Le Musée des Rois Bamoun, inauguré en 2024 à Foumban, s’impose comme un pilier majeur de la préservation culturelle en Afrique. Avec plus de 10 000 objets exposés, il plonge les visiteurs dans 600 ans d’histoire du royaume Bamoun, l’un des plus anciens et des plus fascinants d’Afrique subsaharienne. Véritable chef-d’œuvre architectural, il est marqué par des symboles forts : un serpent à deux têtes gardant son entrée et une araignée majestueuse trônant au sommet du bâtiment.

Un royaume millénaire au cœur de Foumban
Le royaume Bamoun, fondé en 1394 par le prince Tikar Nshare Yèn, a marqué l’histoire de l’ouest du Cameroun par sa résilience et ses innovations. Depuis le palais de Foumban, cette monarchie a vu défiler 20 rois, chacun apportant sa contribution unique.
Parmi eux, des figures emblématiques se détachent. La fille de Nshare Yèn, surnommée « Peau du ciel », fut la première femme à régner, marquant un tournant dans l’histoire du royaume. Plus tard, le roi Njoya Ibrahima (1889-1933) redéfinit la culture bamoun : il inventa l’écriture Shümom, créa une religion syncrétique et éleva l’éducation et l’artisanat à un niveau sans précédent. Sa résistance face aux autorités coloniales françaises le conduisit à l’exil, mais son héritage perdure, notamment à travers le musée.

Une immersion dans un héritage inestimable
Le parcours du musée est conçu pour captiver les visiteurs tout en racontant les multiples facettes de l’histoire bamoun. Dès l’entrée, les portraits des 20 rois accueillent le public, ouvrant la voie à des galeries riches en symboles et en trésors.
Les espaces d’exposition dévoilent des objets fascinants : coiffes royales, masques cérémoniels, costumes de guerre, manuscrits anciens et même des crânes humains, témoins de rituels ancestraux. Chaque salle raconte une époque, des premières batailles du royaume jusqu’aux réformes modernisatrices du XXᵉ siècle.
Un espace audiovisuel transporte les visiteurs au cœur des sociétés secrètes bamoun, tandis qu’une galerie met en lumière l’artisanat local, des textiles traditionnels aux sculptures raffinées. Le tout est conçu pour non seulement émerveiller, mais aussi éduquer sur la richesse et la complexité de la culture bamoun.

Un symbole de mémoire et de réappropriation
Le musée est bien plus qu’un espace d’exposition ; il est un puissant lieu de mémoire. Selon l’historien Pierre Nora, les « lieux de mémoire » entrelacent objets et symboles pour créer des ponts entre passé et présent. À Foumban, chaque artefact raconte non seulement une histoire, mais incarne aussi la résilience d’un peuple face aux aléas de l’histoire, notamment la colonisation.
Le pillage des trésors bamoun pendant la période coloniale a brisé leur lien avec leur contexte d’origine, altérant leur fonction culturelle.

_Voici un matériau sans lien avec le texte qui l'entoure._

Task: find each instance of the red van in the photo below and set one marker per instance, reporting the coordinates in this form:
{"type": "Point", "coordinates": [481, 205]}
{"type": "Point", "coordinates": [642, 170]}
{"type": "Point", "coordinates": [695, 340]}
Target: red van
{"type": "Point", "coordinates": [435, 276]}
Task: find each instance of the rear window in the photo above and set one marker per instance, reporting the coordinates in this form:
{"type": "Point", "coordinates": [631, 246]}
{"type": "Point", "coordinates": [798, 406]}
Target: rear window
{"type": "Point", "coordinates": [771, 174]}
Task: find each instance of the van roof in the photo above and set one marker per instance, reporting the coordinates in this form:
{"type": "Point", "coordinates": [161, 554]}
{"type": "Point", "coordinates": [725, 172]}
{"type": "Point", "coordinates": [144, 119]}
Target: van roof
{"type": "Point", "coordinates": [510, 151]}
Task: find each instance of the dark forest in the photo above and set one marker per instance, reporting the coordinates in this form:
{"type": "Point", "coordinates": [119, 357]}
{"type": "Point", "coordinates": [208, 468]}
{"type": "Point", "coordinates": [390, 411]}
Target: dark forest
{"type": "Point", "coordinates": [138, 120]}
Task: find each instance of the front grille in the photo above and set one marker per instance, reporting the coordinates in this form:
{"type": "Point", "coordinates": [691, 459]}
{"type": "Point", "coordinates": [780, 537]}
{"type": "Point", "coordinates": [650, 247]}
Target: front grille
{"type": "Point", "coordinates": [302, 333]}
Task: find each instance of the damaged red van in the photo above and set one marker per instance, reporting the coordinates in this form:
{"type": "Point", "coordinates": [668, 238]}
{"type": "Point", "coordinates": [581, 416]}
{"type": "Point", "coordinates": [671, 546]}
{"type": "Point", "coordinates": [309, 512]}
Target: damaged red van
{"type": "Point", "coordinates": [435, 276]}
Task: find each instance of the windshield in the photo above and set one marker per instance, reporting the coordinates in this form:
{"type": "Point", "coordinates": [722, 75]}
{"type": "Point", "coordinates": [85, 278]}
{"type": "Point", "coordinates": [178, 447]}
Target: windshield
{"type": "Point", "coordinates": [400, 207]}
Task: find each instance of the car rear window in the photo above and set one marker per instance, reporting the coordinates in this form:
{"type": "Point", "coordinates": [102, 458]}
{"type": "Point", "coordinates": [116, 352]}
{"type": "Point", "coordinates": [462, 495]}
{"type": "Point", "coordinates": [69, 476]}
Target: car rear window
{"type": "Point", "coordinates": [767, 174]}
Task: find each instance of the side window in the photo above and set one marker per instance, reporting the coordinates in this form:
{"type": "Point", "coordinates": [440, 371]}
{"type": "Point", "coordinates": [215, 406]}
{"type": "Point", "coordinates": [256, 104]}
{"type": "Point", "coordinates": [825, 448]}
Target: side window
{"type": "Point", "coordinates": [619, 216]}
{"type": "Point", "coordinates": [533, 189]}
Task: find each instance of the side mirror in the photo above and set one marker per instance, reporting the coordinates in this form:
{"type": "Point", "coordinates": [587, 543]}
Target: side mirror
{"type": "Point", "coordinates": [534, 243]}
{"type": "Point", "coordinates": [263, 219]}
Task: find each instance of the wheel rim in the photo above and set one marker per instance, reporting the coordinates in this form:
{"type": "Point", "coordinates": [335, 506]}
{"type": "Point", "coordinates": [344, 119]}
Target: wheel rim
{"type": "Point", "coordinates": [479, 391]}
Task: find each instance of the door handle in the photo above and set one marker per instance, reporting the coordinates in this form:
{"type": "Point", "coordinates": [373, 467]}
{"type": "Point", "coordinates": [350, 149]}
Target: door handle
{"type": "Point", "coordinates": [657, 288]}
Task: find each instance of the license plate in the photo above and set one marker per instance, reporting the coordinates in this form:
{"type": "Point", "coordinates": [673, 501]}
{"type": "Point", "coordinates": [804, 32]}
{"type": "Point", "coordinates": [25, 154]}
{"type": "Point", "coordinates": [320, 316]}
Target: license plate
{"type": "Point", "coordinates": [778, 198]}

La restitution de ces objets, désormais une question centrale, vise à restaurer leur rôle dans les rites et traditions, redonnant vie à leur symbolique.

Un musée en constante évolution
Sous le règne de Nji Mforifoum Mbombo Njoya Mohammad Nabil, le 20ᵉ roi, le musée poursuit sa modernisation. En intégrant des pratiques muséographiques contemporaines, il fait coexister l’héritage ancestral et les exigences d’un monde globalisé.
Le Musée des Rois Bamoun est ainsi bien plus qu’un sanctuaire pour les trésors d’hier : il est un pont entre les générations, un témoignage vivant de la richesse culturelle du Cameroun et une source d’inspiration pour l’avenir de l’Afrique.